Moodsnap-Taste - beitragenMitmachen - Sie können Songs beisteuern, die Ihrer Meinung nach zur Stimmung des aktuell gezeigten Fotos passen.

Moodsnap-Taste - nicht mögenAbneigung - Abneigung gegen Songs, von denen Sie kein Fan sind, verbessert die zukünftige Auswahl und spart Ihnen Zeit beim Stöbern und Genießen von mehr Musik.

Moodsnap-Taste - FavoritFavorit - Speichern Sie Ihre Favoriten und hören Sie sie sich jederzeit an, entweder über die Spotify- oder die Moodsnap-App.

Moodsnap-Taste - teilenTeilen - Sie können den Titel per E-Mail, Twitter oder Facebook teilen.

Auf der Song-Seite befindet sich auch eine Schaltfläche, die zu Ihrem Profil führt, auf der Ihre Beiträge und Favoriten auf den ersten Blick angezeigt werden. Ihr Profil zeigt auch Ihren aktuellen Rang in der Moodsnap-Bestenliste für Geschmacksmacher an - je mehr Sie beitragen, desto höher wird Ihr Rang - und die Schaltfläche Einstellungen, die zu einer Seite mit Ihren Kontodetails und dem Hilfeabschnitt der App führt.
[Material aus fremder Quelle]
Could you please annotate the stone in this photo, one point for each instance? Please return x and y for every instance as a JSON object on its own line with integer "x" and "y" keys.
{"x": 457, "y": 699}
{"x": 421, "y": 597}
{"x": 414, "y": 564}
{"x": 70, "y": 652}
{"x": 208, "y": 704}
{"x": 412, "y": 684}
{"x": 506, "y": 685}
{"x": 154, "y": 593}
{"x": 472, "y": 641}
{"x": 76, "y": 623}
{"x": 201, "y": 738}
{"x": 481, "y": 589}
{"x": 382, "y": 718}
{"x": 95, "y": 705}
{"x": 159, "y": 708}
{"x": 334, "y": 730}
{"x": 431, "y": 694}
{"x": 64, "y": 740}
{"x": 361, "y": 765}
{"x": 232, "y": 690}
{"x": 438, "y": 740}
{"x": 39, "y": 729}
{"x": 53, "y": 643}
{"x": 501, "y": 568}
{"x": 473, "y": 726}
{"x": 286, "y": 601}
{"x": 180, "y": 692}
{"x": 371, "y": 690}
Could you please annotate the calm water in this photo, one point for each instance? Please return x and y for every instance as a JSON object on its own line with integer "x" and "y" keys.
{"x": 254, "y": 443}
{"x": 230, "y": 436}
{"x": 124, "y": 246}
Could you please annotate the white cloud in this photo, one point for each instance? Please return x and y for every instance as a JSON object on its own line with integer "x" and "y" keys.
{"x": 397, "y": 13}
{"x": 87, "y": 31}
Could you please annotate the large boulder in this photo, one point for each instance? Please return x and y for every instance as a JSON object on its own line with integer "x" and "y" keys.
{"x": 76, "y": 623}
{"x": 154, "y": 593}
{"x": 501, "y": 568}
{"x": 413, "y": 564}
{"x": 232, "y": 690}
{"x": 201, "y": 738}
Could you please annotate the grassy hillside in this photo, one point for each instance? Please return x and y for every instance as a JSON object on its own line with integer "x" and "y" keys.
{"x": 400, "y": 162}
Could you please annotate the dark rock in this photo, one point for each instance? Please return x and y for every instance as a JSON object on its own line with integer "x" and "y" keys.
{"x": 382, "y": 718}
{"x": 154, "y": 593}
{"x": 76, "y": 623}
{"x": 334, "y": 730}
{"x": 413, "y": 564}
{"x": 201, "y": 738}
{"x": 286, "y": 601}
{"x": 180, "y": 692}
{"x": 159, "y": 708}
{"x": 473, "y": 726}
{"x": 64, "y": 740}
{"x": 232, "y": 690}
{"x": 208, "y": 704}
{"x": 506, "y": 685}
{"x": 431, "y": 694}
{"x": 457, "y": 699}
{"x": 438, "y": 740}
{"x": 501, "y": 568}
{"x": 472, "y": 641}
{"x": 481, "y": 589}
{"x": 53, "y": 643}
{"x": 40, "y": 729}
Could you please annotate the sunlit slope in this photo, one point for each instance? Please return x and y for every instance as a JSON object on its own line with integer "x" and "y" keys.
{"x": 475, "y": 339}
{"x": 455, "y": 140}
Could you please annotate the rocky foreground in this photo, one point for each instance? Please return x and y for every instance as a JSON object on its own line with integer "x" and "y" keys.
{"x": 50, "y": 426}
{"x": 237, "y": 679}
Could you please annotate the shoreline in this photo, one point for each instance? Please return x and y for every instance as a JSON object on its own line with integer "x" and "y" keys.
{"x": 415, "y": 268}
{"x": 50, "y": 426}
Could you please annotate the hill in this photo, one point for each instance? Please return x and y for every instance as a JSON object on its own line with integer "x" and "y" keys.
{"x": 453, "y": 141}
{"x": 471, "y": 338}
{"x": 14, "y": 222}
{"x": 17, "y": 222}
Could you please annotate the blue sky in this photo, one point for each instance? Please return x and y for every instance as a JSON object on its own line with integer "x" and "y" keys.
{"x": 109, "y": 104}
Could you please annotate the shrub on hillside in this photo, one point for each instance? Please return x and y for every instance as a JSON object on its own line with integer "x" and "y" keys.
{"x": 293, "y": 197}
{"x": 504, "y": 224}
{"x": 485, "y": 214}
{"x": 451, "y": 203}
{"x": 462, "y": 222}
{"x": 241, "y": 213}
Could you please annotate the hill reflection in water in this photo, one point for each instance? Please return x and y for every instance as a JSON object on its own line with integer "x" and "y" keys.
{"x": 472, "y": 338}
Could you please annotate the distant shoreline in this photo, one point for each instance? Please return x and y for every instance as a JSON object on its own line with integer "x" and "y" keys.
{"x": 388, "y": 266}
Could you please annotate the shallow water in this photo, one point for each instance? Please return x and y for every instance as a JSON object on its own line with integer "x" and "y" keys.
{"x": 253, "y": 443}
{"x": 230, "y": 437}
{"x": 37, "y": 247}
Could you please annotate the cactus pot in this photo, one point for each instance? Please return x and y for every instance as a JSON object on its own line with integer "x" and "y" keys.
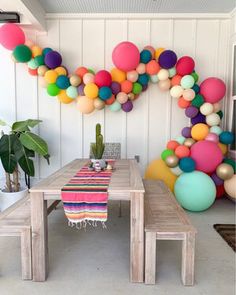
{"x": 102, "y": 163}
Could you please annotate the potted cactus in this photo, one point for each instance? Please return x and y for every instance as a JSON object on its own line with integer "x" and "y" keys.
{"x": 16, "y": 151}
{"x": 98, "y": 149}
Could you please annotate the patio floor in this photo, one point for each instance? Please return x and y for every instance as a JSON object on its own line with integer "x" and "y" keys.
{"x": 97, "y": 261}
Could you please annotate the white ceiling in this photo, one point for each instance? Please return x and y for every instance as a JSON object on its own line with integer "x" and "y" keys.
{"x": 138, "y": 6}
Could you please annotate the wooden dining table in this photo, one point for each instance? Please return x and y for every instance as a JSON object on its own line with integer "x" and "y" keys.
{"x": 125, "y": 184}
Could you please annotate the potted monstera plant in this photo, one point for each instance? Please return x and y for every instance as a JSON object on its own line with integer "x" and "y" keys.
{"x": 17, "y": 150}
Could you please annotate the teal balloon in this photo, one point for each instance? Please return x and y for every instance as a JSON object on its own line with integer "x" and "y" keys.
{"x": 187, "y": 82}
{"x": 172, "y": 72}
{"x": 72, "y": 92}
{"x": 195, "y": 191}
{"x": 115, "y": 107}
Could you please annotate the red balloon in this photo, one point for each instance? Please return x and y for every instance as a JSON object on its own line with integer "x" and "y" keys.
{"x": 185, "y": 65}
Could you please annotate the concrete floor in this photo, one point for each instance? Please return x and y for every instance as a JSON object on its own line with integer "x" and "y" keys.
{"x": 97, "y": 261}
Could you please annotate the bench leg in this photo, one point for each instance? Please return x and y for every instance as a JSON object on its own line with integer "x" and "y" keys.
{"x": 188, "y": 253}
{"x": 150, "y": 258}
{"x": 26, "y": 254}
hands on - Moodsnap-ProfilHands on - Moodsnap-Bestenliste

Die Steuerung für die App ist ziemlich einfach. Auf der Song-Seite, wenn Sie:

  • Wischen Sie nach rechts: Sie können zum Fotostream zurückkehren, um einen anderen Moodsnap auszuwählen.
  • Wischen Sie nach links: Sie werden zum nächsten Titel weitergeleitet.
  • Wischen Sie nach oben: Sie erhalten ein Lied, das „sanfter“ ist.
  • Wischen Sie nach unten: Sie erhalten einen Song, der „mehr Energie“ bietet.

Die Songauswahl

Um die App zu testen, habe ich alle Swipe-Optionen auf vier von 13 verfügbaren „Moodsnaps“ ausprobiert. Hier sind meine Ergebnisse:

Hands on - Moodsnap (4) Foto 1: Wütender Kerl, der sich die Haare ausreißt

Erwartung: Songs, die von Natur aus angstvoll sind, viel Head-Bang-Rock

Ergebnisse:

  • Erstes Lied: Ich wette, du siehst auf der Tanzfläche gut aus - Arctic Monkeys
  • Mehr Energie: Riecht nach Teen Spirit - Nirvana
  • Milder: Myxomatose - Radiohead
  • Nächster Titel: The National Anthem - Radiohead

Gedanken: Ich wusste, dass ein Nirvana-Track zwangsläufig erscheinen würde, aber die Tatsache, dass es nicht das erste Lied war, das auftauchte, war ein gutes Zeichen in meinem Buch… Spotify möchte nicht immer das Offensichtliche anstreben. Die Tatsache, dass zwei Radiohead-Songs nacheinander abgespielt wurden, schien jedoch zu implizieren, dass die App, wenn sie nicht weiß, was zu tun ist, mehr vom selben Künstler spielt, bis Sie es nicht mögen, es für etwas Milderes oder Energischeres überspringen oder a vorschlagen eigene Spur.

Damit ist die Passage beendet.